Post-Traumatic Stress Disorder With Han (한 / 恨) By Eugenia Leigh

What possessed me
to try to break my husband’s arm

when he took the baby from me,
when he wouldn’t surrender the baby

even as—especially as—I, animal
brained, clawed his flesh, drawing

blood from four crescents as I bent
his arm behind him? The previous

night, my father had checkmated
my silence with a photo of him dying

of cancer. Pale and wrinkled
as winter silk, he glared at the callous

lens of his phone, which he angled
down like a topless teenager,

like he needed to prove his cancer
to me, who received the photo twice

in case the first didn’t go through.
For seven years, I’d imagined

my father dead.
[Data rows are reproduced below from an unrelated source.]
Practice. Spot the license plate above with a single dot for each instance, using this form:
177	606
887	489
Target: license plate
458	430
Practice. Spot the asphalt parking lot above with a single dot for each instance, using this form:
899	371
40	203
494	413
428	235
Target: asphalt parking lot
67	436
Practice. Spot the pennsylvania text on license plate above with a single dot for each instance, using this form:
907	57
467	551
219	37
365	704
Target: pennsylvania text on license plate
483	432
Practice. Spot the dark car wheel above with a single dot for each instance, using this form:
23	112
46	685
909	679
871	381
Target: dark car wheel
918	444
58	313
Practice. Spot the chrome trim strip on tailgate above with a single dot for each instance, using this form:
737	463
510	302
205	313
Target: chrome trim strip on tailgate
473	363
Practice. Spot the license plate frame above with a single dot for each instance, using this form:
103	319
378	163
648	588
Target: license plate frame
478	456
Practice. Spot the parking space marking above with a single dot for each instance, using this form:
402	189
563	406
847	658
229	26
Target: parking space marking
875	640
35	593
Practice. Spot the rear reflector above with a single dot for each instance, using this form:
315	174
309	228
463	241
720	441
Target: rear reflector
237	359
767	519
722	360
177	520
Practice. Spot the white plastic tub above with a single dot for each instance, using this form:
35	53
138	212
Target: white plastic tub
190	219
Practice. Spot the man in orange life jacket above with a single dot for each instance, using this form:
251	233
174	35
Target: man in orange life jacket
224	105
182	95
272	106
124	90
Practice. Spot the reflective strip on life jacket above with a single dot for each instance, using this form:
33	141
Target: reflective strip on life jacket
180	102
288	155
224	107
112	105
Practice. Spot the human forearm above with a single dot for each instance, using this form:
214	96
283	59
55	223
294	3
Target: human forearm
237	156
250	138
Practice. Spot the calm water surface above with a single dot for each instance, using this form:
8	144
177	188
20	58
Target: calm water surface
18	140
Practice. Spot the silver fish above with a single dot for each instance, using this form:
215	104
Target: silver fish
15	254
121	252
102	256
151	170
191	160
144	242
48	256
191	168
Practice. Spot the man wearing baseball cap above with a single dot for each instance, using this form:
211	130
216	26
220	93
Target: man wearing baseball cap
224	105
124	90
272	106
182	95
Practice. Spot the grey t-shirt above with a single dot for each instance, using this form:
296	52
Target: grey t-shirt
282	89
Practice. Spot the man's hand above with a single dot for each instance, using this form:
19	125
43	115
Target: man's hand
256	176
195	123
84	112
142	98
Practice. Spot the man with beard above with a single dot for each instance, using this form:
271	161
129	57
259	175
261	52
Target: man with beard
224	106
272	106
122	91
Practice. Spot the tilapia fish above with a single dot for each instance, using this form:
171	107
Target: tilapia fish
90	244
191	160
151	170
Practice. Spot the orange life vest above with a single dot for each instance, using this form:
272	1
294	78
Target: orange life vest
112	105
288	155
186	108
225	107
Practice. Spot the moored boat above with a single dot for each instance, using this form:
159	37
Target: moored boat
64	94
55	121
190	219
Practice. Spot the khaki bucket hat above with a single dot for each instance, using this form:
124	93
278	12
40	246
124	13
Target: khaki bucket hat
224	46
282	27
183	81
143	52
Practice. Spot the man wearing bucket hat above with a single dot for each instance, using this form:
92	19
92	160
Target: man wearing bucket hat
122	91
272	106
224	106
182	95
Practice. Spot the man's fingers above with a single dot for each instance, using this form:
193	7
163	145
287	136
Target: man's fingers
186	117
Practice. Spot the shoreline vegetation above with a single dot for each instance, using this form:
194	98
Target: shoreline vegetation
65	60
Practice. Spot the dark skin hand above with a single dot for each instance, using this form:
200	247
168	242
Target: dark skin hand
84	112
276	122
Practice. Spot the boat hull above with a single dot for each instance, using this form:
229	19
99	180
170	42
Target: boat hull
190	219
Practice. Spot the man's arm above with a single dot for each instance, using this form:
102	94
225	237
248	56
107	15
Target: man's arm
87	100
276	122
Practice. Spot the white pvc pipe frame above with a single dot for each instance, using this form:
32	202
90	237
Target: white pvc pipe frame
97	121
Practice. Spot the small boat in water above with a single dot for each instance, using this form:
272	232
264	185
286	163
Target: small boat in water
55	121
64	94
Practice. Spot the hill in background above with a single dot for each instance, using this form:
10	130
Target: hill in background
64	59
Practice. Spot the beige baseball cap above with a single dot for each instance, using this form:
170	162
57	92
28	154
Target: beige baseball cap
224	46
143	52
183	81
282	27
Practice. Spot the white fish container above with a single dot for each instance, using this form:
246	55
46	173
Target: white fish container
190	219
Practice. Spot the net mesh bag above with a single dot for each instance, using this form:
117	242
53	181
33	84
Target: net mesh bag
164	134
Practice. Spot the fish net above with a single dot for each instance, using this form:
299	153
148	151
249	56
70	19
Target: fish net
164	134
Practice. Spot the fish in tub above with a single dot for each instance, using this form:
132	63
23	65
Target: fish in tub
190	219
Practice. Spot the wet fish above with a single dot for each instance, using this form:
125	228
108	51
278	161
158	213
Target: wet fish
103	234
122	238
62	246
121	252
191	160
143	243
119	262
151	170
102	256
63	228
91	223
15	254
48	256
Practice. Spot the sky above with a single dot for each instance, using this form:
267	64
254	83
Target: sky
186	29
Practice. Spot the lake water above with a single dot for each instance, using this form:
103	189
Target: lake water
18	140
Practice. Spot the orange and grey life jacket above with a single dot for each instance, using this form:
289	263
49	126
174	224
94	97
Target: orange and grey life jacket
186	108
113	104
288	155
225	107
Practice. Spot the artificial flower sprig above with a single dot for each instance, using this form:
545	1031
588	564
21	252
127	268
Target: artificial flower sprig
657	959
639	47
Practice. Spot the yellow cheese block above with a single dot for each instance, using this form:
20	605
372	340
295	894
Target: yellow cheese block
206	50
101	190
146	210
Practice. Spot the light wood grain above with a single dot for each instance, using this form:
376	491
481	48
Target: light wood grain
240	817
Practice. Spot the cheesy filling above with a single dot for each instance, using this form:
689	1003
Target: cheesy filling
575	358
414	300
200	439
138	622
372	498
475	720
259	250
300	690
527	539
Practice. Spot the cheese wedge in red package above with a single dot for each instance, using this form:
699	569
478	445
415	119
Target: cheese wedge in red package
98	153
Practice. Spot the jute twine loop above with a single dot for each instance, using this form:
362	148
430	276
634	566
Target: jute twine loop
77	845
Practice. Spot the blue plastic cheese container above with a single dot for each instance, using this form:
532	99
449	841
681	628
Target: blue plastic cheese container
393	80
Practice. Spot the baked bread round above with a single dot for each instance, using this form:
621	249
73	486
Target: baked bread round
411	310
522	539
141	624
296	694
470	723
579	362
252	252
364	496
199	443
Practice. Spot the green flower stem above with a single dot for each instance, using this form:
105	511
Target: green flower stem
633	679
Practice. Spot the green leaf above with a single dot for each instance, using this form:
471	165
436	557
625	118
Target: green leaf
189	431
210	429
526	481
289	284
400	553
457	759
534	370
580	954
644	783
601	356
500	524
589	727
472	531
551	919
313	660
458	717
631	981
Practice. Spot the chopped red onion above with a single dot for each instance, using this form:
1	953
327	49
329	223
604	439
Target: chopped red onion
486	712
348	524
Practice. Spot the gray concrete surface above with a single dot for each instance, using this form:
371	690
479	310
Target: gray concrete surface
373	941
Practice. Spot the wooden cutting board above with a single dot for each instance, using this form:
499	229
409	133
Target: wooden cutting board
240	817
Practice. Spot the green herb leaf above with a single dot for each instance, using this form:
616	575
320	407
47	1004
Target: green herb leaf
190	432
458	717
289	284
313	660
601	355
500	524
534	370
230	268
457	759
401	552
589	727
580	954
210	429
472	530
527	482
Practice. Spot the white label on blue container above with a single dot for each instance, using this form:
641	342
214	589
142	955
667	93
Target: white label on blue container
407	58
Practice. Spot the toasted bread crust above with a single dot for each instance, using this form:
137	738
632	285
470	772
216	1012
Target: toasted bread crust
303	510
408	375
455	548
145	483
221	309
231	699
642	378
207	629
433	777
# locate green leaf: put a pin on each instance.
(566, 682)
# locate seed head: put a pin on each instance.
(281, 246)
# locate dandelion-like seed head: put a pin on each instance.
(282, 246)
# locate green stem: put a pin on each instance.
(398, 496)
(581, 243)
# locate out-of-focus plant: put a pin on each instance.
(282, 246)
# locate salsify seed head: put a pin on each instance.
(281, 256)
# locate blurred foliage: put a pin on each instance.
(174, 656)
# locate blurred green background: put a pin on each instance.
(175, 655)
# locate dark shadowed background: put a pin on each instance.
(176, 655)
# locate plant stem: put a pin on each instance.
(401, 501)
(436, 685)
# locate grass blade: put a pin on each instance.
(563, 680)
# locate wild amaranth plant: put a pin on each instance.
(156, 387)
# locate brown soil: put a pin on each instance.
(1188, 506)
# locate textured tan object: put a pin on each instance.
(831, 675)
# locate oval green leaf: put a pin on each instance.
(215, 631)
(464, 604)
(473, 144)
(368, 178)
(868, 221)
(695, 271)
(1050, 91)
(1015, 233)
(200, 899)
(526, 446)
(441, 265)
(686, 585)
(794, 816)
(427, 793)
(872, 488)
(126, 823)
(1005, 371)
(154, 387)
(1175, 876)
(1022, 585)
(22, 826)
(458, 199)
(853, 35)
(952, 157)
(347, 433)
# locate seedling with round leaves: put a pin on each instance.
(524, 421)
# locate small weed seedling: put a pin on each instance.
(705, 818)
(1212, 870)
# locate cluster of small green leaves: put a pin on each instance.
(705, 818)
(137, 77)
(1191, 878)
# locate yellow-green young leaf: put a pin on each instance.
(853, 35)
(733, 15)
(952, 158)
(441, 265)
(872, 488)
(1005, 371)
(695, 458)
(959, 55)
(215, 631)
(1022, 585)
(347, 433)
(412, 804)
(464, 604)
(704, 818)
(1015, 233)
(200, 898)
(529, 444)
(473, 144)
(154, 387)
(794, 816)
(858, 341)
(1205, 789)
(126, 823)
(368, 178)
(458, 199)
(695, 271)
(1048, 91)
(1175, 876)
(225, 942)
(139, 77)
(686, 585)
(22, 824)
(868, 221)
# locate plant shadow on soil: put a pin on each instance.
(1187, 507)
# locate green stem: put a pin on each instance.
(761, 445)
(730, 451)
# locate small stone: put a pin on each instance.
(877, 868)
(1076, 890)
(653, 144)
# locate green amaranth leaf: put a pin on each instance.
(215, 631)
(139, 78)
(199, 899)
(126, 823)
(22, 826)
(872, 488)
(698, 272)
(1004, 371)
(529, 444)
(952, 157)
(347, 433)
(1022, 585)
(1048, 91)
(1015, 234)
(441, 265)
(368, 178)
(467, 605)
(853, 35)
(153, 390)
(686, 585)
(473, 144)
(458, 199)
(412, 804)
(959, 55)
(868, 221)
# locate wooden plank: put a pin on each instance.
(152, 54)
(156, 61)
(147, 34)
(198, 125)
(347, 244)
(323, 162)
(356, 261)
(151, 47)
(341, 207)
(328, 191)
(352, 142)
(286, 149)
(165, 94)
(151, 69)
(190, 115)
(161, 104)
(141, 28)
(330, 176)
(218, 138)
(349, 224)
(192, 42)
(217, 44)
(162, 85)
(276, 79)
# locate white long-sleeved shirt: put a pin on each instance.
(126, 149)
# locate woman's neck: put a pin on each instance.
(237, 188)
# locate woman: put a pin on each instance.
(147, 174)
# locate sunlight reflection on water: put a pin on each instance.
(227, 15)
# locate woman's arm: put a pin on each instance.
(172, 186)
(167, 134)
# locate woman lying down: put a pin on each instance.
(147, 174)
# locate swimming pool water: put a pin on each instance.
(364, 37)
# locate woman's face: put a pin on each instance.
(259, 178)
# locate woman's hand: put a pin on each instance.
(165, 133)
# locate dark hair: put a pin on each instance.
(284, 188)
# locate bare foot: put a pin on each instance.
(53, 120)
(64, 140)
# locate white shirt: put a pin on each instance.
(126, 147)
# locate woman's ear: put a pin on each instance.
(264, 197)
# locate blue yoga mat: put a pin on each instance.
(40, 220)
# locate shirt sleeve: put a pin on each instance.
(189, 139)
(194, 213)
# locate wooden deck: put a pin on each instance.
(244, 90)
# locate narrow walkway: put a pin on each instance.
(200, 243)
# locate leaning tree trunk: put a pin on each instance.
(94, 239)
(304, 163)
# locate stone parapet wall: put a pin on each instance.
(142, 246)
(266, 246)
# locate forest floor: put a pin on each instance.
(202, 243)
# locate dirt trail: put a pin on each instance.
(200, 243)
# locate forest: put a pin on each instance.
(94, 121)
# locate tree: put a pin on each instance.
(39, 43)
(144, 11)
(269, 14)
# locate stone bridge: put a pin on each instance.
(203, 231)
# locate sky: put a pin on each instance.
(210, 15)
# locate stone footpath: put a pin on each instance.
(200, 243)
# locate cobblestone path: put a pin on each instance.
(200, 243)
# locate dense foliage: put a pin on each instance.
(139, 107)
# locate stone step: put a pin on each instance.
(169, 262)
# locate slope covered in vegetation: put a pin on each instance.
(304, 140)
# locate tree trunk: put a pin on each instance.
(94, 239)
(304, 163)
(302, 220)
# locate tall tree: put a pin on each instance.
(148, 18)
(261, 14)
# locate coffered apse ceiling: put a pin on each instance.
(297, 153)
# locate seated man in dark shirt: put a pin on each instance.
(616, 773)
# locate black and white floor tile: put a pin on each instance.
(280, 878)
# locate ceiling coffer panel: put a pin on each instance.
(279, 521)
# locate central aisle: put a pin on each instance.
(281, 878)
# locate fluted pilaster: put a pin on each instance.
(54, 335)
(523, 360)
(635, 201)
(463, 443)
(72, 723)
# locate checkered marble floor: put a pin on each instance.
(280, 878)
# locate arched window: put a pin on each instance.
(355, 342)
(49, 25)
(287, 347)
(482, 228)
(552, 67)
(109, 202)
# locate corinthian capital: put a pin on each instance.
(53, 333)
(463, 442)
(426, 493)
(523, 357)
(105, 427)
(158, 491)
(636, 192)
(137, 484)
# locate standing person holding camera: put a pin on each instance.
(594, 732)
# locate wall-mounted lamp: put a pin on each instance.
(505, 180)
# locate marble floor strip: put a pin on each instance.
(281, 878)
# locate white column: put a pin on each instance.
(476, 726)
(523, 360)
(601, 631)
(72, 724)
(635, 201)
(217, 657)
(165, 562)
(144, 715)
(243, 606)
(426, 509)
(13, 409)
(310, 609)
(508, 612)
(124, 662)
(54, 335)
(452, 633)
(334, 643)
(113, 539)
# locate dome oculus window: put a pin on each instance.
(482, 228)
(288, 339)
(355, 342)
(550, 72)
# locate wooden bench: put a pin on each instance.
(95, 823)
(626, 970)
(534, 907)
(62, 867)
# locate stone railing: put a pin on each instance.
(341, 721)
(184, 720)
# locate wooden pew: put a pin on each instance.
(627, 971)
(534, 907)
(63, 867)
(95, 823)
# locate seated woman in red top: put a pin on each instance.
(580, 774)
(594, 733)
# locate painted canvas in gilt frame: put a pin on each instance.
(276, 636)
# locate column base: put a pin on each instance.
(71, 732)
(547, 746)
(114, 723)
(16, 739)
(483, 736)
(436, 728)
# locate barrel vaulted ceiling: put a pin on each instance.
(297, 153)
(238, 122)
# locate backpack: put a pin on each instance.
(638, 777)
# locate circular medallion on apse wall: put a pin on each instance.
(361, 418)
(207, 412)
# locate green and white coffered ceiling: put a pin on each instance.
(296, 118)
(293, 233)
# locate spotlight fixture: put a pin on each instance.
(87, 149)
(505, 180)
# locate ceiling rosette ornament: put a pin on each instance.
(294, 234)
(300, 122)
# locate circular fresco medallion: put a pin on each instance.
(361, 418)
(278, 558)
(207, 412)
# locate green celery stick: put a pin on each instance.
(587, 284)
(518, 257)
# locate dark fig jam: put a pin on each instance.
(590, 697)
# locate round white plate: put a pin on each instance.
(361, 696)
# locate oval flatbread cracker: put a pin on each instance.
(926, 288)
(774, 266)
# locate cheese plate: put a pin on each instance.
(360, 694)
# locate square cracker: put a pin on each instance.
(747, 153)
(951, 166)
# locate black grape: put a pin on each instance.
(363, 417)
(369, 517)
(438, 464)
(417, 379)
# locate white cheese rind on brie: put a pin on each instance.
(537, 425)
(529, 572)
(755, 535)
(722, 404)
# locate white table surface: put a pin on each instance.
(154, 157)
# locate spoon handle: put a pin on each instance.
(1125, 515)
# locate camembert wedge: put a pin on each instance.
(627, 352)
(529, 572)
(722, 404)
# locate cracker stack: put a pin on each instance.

Then he bubbled up
everywhere—his emails, dozens,

all at once—like the time
the apartment above us paused

its demolition for a storm,
and we woke to our ceilings and walls

puffed and cracked, our kitchen floor
sunken in from the weight of the leaks.

My husband is not the first man
I’ve attacked. Malignant carcinoma,

pleural effusion plus three to six
months to rework the ending. Jesus—

if author, then a slack perfecter—
straps a mask to his face, scrubs

his punctured hands of us.
I am more God than God is

these days. Watch me refuse
to let my father die

in this poem. He is dying, yes,
but see how I keep him flickering

with a gerund? My father’s body
deflating. Dehydrated stalk. A selfie

for Christ’s sake. Alone as the day
he was released like a scream

from the mouth of an American
prison then expelled like an object,

foreign, from the American body
to a country neither his nor mine

but home to the ghosts roiling
our blood. To be Korean

is to house rage. Palpable rage.
Our people, collectively unwilling

to let go, believe we share
a turbulence, a complex emotional cluster.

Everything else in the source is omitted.